“I don’t take no for an answer. If someone tells me no, it only encourages me. It only encourages me to go back and make sure it is a yes. You all know I am not out there trying to win any popularity contest. If I am, I am failing.”
After a bruising week in the national media, Alan Kelly retreated to his Tipperary heartland for his official campaign launch on Saturday.
Over 500 people turned up to support Labour’s deputy leader, with queues forming an hour before the doors opened. Six protesters showed up but fled due to the bad weather.
The Scouts’ Hall in Nenagh was draped with posters of the man himself and the big screen flashed pictures of Kelly, his family and friends.
There was no sign of Joan “the Boss” Burton – an unfortunate oversight by her “obedient employee”.
The night’s proceedings began with a 10-minute video of Tipperary voters telling us why Alan Kelly had their support.
“I’m voting Alan Kelly number one because he is wonderful and great and brought the county loads of money and sure doesn’t he look like BOD?” was the gist.
Toughest campaign
Liam Gleeson, director of elections for Kelly, admits this will be the toughest campaign they have ever fought: "It's the dirtiest. They will attack Alan from all parties and no party. The media portray him as not being a decent person. But we know him for the upstanding individual he is."
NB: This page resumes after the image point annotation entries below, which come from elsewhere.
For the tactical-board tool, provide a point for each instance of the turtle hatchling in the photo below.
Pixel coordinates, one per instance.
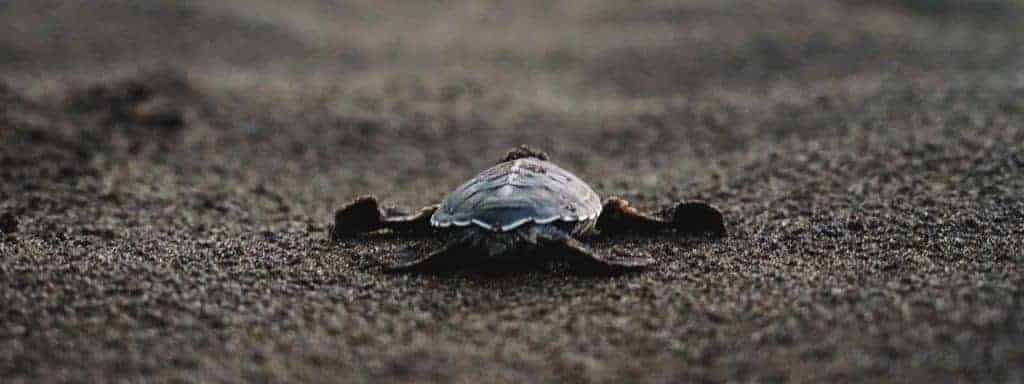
(521, 204)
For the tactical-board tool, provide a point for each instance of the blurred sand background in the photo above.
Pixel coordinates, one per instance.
(169, 170)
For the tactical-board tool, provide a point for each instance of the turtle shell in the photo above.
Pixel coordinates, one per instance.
(519, 192)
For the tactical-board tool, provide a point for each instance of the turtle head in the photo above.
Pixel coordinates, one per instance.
(523, 152)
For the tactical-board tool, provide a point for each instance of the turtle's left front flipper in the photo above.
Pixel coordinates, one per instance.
(690, 217)
(365, 215)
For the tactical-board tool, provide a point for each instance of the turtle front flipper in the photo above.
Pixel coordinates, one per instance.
(690, 217)
(365, 215)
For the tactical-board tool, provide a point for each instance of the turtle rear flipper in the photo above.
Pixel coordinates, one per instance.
(559, 239)
(412, 259)
(690, 217)
(608, 258)
(365, 215)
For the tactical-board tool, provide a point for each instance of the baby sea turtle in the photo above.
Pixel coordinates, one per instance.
(522, 203)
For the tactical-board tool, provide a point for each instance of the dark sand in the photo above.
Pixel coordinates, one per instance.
(169, 171)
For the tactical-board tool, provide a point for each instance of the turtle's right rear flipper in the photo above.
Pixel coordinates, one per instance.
(365, 215)
(604, 257)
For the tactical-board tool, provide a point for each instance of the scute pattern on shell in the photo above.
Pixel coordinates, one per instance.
(515, 193)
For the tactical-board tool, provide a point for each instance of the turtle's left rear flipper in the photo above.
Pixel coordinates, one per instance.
(365, 215)
(691, 217)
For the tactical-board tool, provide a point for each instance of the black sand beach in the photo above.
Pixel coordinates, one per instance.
(169, 171)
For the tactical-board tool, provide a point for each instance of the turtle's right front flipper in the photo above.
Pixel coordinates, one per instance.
(365, 215)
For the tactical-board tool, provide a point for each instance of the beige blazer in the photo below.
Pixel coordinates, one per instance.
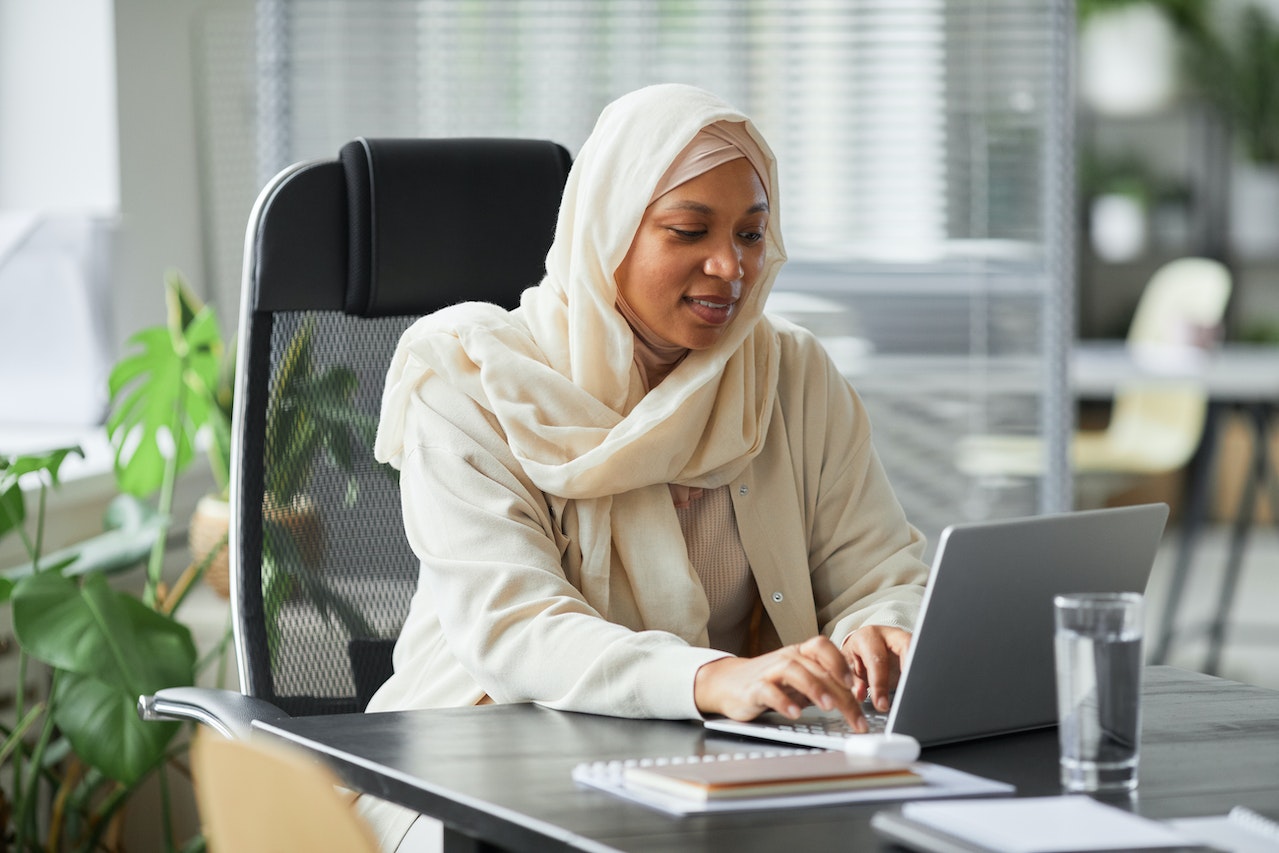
(498, 611)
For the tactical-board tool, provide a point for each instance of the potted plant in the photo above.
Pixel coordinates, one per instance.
(311, 418)
(169, 390)
(78, 751)
(1237, 69)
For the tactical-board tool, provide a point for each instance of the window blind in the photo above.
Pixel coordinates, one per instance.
(925, 173)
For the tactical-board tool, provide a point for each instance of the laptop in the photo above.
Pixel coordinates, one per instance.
(981, 659)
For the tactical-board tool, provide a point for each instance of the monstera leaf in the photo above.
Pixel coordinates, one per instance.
(108, 649)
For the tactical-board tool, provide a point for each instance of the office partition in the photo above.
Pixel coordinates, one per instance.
(926, 178)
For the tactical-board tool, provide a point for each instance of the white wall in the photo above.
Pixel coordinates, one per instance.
(58, 134)
(160, 188)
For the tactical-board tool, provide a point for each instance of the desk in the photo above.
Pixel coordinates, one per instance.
(1236, 376)
(499, 775)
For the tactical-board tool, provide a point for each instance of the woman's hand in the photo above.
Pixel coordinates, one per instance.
(784, 680)
(875, 655)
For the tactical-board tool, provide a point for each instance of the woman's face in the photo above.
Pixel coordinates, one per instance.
(697, 253)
Gleeson says 2,000 posters were erected in Tipperary in eight hours after the election was called, but the weather and “more sinister elements” have seen some fall by the wayside.
Kelly is the only person who can represent Tipperary at the top table, he says. “Only one of the many candidates standing for Tipperary has the ability and the trust to serve as a senior Minister.
"While the other politicians are griping, Alan Kelly is getting the job done," he declared, forgetting that recent contretemps when his modest candidate robustly complained about a rival TD getting top billing over him on Newstalk's Breakfast Show.
Poor Michael Lowry’s ears must have been on fire.
After a series of speeches telling us how Kelly has all but secured world peace, the main man took to the stage.
‘Like Obama’
“Vote Alan Kelly” rings from the speakers. The infamous rap is his walk-on song. “He’s like Obama isn’t he?” one woman swoons. A 30-minute speech ensues, with so many Kellyisms we lose count.
“There are many naysayers out there who try to drag me and drag us down. I tell you one thing for nothing: they can say what they like, but one thing you never say about Alan Kelly is that he didn’t call it straight, do his best, speak up for his county and deliver time and time again.”
The crowd rejoice. Feet stomp. ‘Up ya boya!’ chants ring from the back of the room. It’s not long before the turf war makes an appearance.
“I pick sides. I never sit on the fence. I make decisions. I don’t believe in populist politics. I don’t believe in saying you can give everything to everyone.”
The Labour deputy leader is loyal first to wife Regina and children Ava and Senan. Then it's his friends, parish, county, country, and finally, party. "That is the way I am."
He leaves with a defiant parting shot. “I am only getting started. You haven’t seen anything yet.”
Now it’s the media’s turn to rejoice. And Labour quiver.